# The “slab model”#

Possibly the most common approach to simulating model reflectometry data for comparison with, and refinement against, experimental data is the **slab model**.
This is called the slab model as we describe the system as a series of slabs, with particular **thickness** and **scattering length density**.
In this section, we will describe a typical slab model construction before going on to discuss some nuances of the model and how the reflectometry is calculated in later sections.

An example of such a slab model is shown in Fig. 3 below. This slab model consists of two layers, with thicknesses of \(d_1\) and \(d_2\) and scattering length densities of \(\beta_1\) and \(\beta_2\). The scattering length density is a measure of how much the given material will scatter the incident neutron. As we will see in A case for model reparameterisation, these parameters can be defined in terms of our chemical and physical understanding of the system.

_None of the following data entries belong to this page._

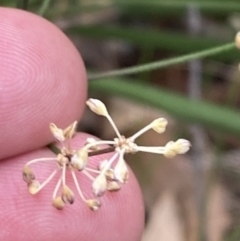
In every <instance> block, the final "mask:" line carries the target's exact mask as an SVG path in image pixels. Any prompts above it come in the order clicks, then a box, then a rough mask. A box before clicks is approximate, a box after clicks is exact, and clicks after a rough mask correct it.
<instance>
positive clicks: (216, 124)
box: [89, 78, 240, 135]
mask: <svg viewBox="0 0 240 241" xmlns="http://www.w3.org/2000/svg"><path fill="white" fill-rule="evenodd" d="M89 89H90V91H97V92H98V93H104V94H108V95H119V96H122V97H126V98H129V99H132V100H135V101H138V102H141V103H144V104H147V105H150V106H153V107H157V108H159V109H162V110H165V111H167V112H168V113H169V114H172V115H173V116H175V117H178V118H179V119H182V120H184V121H188V122H192V123H199V124H201V125H204V126H206V127H209V128H212V129H216V130H220V131H222V132H228V133H232V134H234V135H240V113H239V111H238V110H236V109H230V108H226V107H222V106H221V107H220V106H217V105H214V104H211V103H209V102H204V101H198V100H191V99H189V98H187V97H184V96H182V95H179V94H175V93H173V92H171V91H168V90H165V89H160V88H156V87H154V86H150V85H148V84H143V83H139V82H137V81H134V80H130V81H124V80H123V79H120V78H112V79H111V80H98V81H90V83H89Z"/></svg>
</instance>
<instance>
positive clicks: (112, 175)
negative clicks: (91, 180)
mask: <svg viewBox="0 0 240 241" xmlns="http://www.w3.org/2000/svg"><path fill="white" fill-rule="evenodd" d="M105 176H106V178H107V180H109V181H113V180H115V179H116V178H115V174H114V170H113V169H108V170H107V171H106V172H105Z"/></svg>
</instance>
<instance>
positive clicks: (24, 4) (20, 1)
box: [17, 0, 28, 10]
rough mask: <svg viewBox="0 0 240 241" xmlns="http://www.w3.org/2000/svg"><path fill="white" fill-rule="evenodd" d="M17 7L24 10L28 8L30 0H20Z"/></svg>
mask: <svg viewBox="0 0 240 241" xmlns="http://www.w3.org/2000/svg"><path fill="white" fill-rule="evenodd" d="M17 7H18V8H20V9H23V10H27V9H28V0H18V1H17Z"/></svg>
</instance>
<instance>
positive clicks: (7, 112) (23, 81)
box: [0, 7, 87, 159]
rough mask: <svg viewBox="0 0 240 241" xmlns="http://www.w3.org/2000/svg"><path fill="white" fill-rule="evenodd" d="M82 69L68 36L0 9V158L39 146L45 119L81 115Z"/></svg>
mask: <svg viewBox="0 0 240 241" xmlns="http://www.w3.org/2000/svg"><path fill="white" fill-rule="evenodd" d="M86 93H87V78H86V70H85V67H84V64H83V61H82V59H81V57H80V55H79V53H78V51H77V49H76V48H75V47H74V46H73V44H72V43H71V41H70V40H69V39H68V38H67V37H66V36H65V35H64V34H63V33H62V32H61V30H59V29H58V28H57V27H56V26H54V25H53V24H52V23H50V22H49V21H47V20H45V19H43V18H41V17H39V16H37V15H34V14H32V13H29V12H25V11H22V10H17V9H9V8H2V7H1V8H0V116H1V119H0V126H1V128H0V135H1V140H2V141H1V150H2V151H1V153H0V159H1V158H6V157H9V156H13V155H16V154H19V153H23V152H26V151H30V150H33V149H36V148H38V147H41V146H44V145H46V144H47V143H49V142H50V141H51V140H52V136H51V133H50V131H49V129H48V126H49V123H50V122H54V123H56V124H57V125H59V126H67V125H68V124H69V123H71V122H72V121H74V120H79V118H80V117H81V115H82V113H83V110H84V106H85V99H86Z"/></svg>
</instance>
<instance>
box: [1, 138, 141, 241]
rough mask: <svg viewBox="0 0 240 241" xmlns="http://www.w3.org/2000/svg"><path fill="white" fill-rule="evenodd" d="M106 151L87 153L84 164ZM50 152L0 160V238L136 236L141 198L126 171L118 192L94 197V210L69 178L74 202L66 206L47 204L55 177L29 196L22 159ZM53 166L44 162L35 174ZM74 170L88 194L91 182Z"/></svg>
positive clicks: (46, 152)
mask: <svg viewBox="0 0 240 241" xmlns="http://www.w3.org/2000/svg"><path fill="white" fill-rule="evenodd" d="M87 137H89V136H88V135H86V134H79V135H77V136H76V137H75V138H74V139H73V141H72V143H71V146H72V147H73V148H80V147H81V146H82V145H83V143H84V142H85V140H86V138H87ZM112 155H113V154H104V155H100V156H94V157H91V159H90V160H89V162H90V167H92V168H96V167H97V166H98V164H99V162H100V161H101V160H103V159H106V158H108V159H109V158H110V157H111V156H112ZM51 156H54V154H53V153H52V152H51V151H50V150H48V149H46V148H44V149H41V150H38V151H34V152H31V153H28V154H24V155H22V156H20V157H15V158H11V159H8V160H5V161H2V162H1V163H0V190H1V193H2V194H1V209H0V216H1V219H0V227H1V228H0V239H1V240H5V241H12V240H18V241H25V240H28V241H32V240H34V241H43V240H44V241H48V240H49V241H50V240H51V241H52V240H53V239H57V240H59V241H65V240H68V241H75V240H85V241H88V240H89V241H95V240H97V241H106V240H114V241H118V240H119V241H120V240H124V241H139V240H140V237H141V232H142V229H143V219H144V218H143V217H144V215H143V213H144V211H143V203H142V197H141V192H140V189H139V186H138V184H137V181H136V179H135V177H134V175H133V173H132V172H131V171H130V177H129V181H128V183H127V184H125V185H123V186H122V187H121V190H120V191H118V192H113V193H110V192H108V193H106V194H105V195H104V196H103V197H102V198H101V200H100V201H101V203H102V205H101V207H100V208H99V210H98V211H95V212H93V211H91V210H90V209H89V208H88V207H87V206H86V204H85V203H84V202H83V201H82V200H81V198H80V197H78V196H77V191H76V188H75V187H74V182H73V180H72V179H71V178H70V176H68V177H67V179H66V182H67V185H68V186H69V187H70V188H71V189H72V190H73V191H74V195H75V201H74V204H73V205H66V206H65V207H64V209H63V210H61V211H58V210H56V209H55V208H54V207H53V206H52V205H51V199H52V193H53V190H54V188H55V186H56V182H57V180H58V178H59V176H58V177H56V178H54V179H53V180H52V181H51V182H50V183H49V184H47V185H46V186H45V187H44V189H43V190H41V191H40V193H38V194H36V195H35V196H31V195H30V194H29V193H28V191H27V187H26V183H24V182H23V180H22V176H21V171H22V168H23V166H24V164H25V163H26V162H27V161H29V160H31V159H34V158H39V157H51ZM36 165H37V164H36ZM53 166H54V165H53ZM53 166H51V164H49V163H47V164H44V163H43V164H41V165H38V166H37V169H36V173H35V174H36V178H38V179H41V177H44V176H45V177H46V176H48V175H49V174H50V173H51V172H52V171H53V169H51V167H52V168H54V167H53ZM49 168H50V169H51V170H49ZM77 174H78V175H77V176H78V177H77V178H78V182H79V184H80V187H81V189H82V191H83V193H84V195H85V196H86V197H89V198H93V195H92V194H91V183H92V181H91V180H90V179H88V178H86V176H84V175H83V174H82V173H81V172H79V173H77ZM3 193H4V194H3Z"/></svg>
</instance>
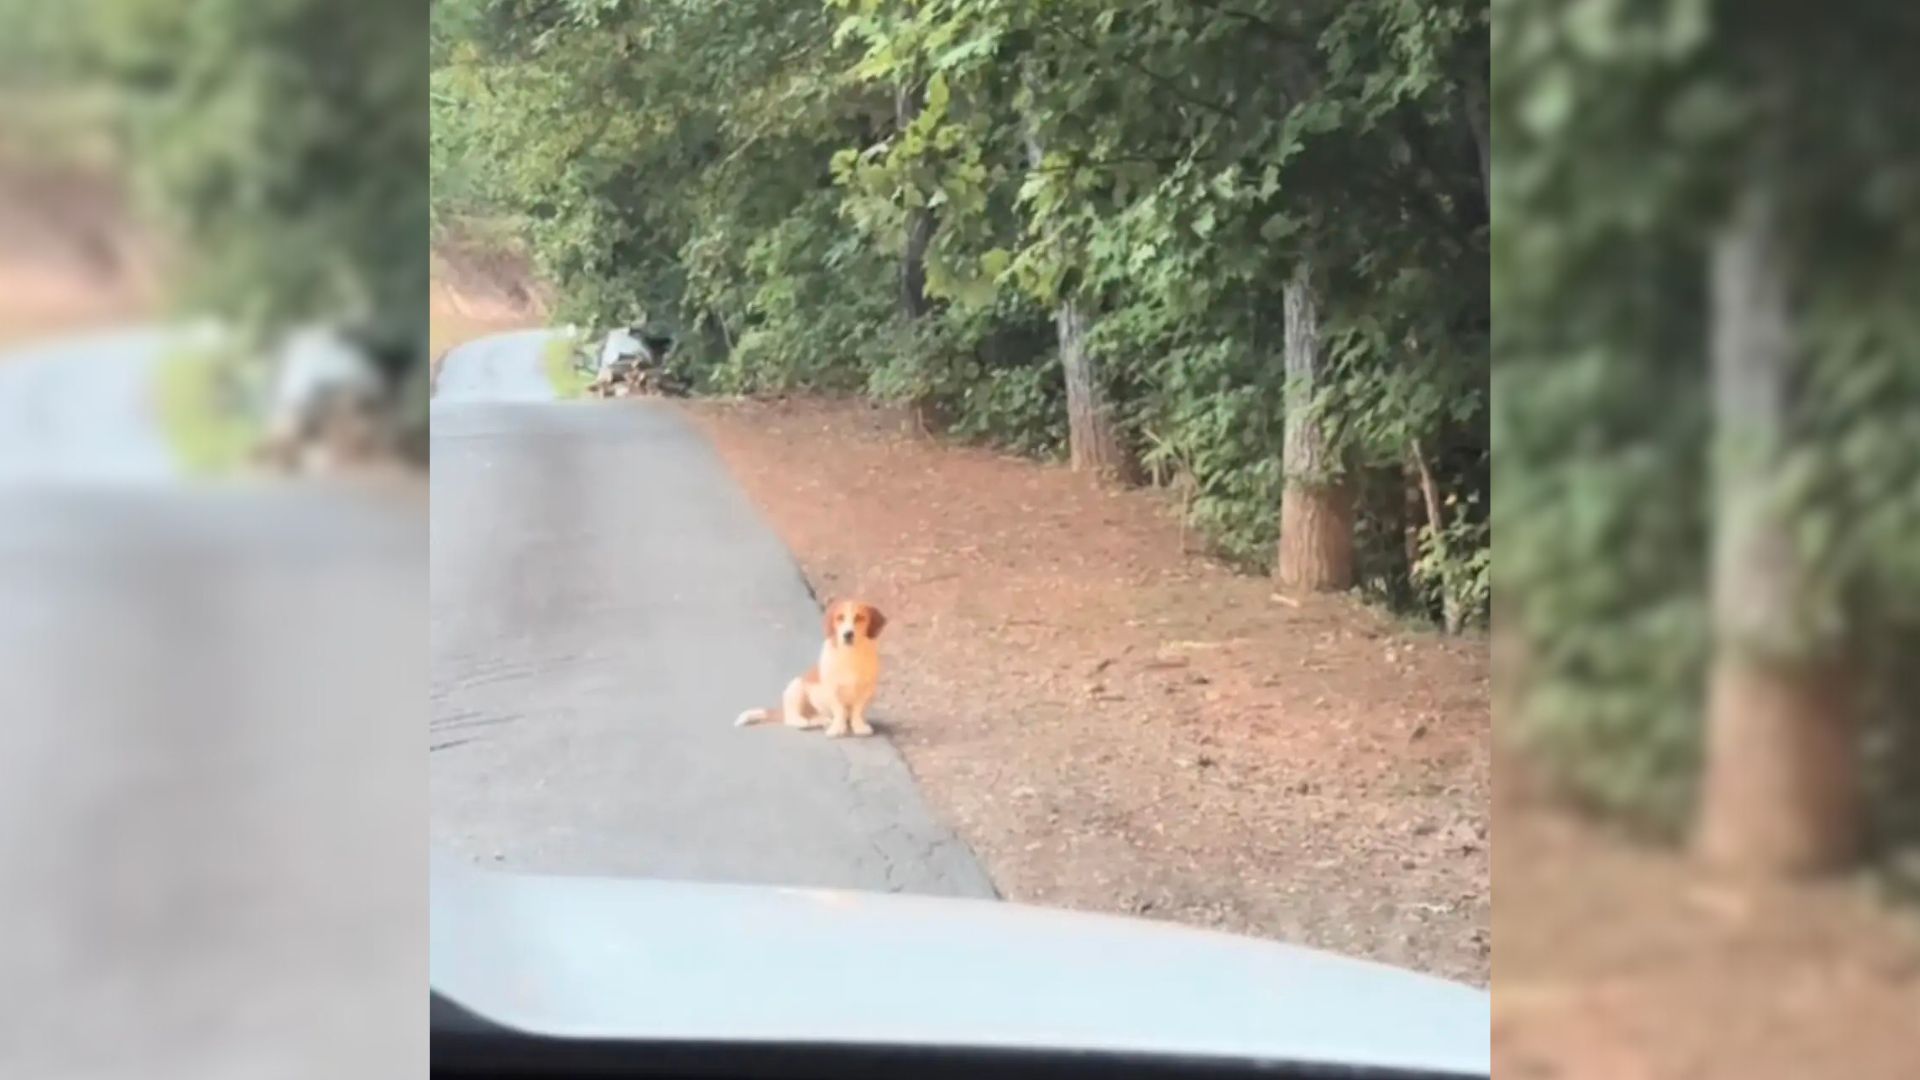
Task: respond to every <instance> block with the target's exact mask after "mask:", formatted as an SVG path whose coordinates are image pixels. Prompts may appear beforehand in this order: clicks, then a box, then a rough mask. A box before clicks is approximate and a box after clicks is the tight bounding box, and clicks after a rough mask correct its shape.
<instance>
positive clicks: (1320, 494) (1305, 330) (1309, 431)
mask: <svg viewBox="0 0 1920 1080" xmlns="http://www.w3.org/2000/svg"><path fill="white" fill-rule="evenodd" d="M1284 354H1286V442H1284V450H1283V457H1281V469H1283V473H1284V477H1286V480H1284V482H1286V486H1284V490H1283V492H1281V550H1279V559H1277V561H1275V577H1277V578H1279V582H1281V586H1284V588H1294V590H1308V592H1342V590H1346V588H1352V584H1354V498H1352V492H1350V488H1348V484H1346V479H1344V475H1342V473H1340V469H1338V467H1336V465H1338V461H1336V459H1334V452H1332V448H1331V446H1329V442H1327V434H1325V430H1321V425H1319V421H1317V419H1315V417H1313V392H1315V388H1317V379H1319V377H1321V375H1323V371H1321V369H1323V363H1325V354H1323V346H1321V325H1319V298H1317V296H1315V292H1313V279H1311V271H1309V267H1308V265H1306V263H1300V269H1298V271H1296V273H1294V277H1292V281H1288V282H1286V344H1284Z"/></svg>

In Fourier transforms for reflectometry analysis, it was introduced that the first derivative of the scattering length density profile, i.e. the difference in scattering length density as a function of \(z\), was fundamental to the modelling of reflectivity. The importance of this is not lost in the slab models, where the model reflectometry data depends on the ratio between the scattering length densities in two layers. The reflectometry calculation from a slab model involves considering the reflection and refraction of the neutron wave at each interface. How much the wave is refracted at each interface depends on the ratio of the scattering length densities.

Fig. 4 shows how the neutron wave propagates through the slab model in reflection geometry. Hopefully, it is clear how this would lead to constructive and destructive interference could be observed in this system by some detector that measures the reflected waves. It is this interference pattern that we measure when we measure the reflectometry profile, however, obviously real experimental systems are less ordered.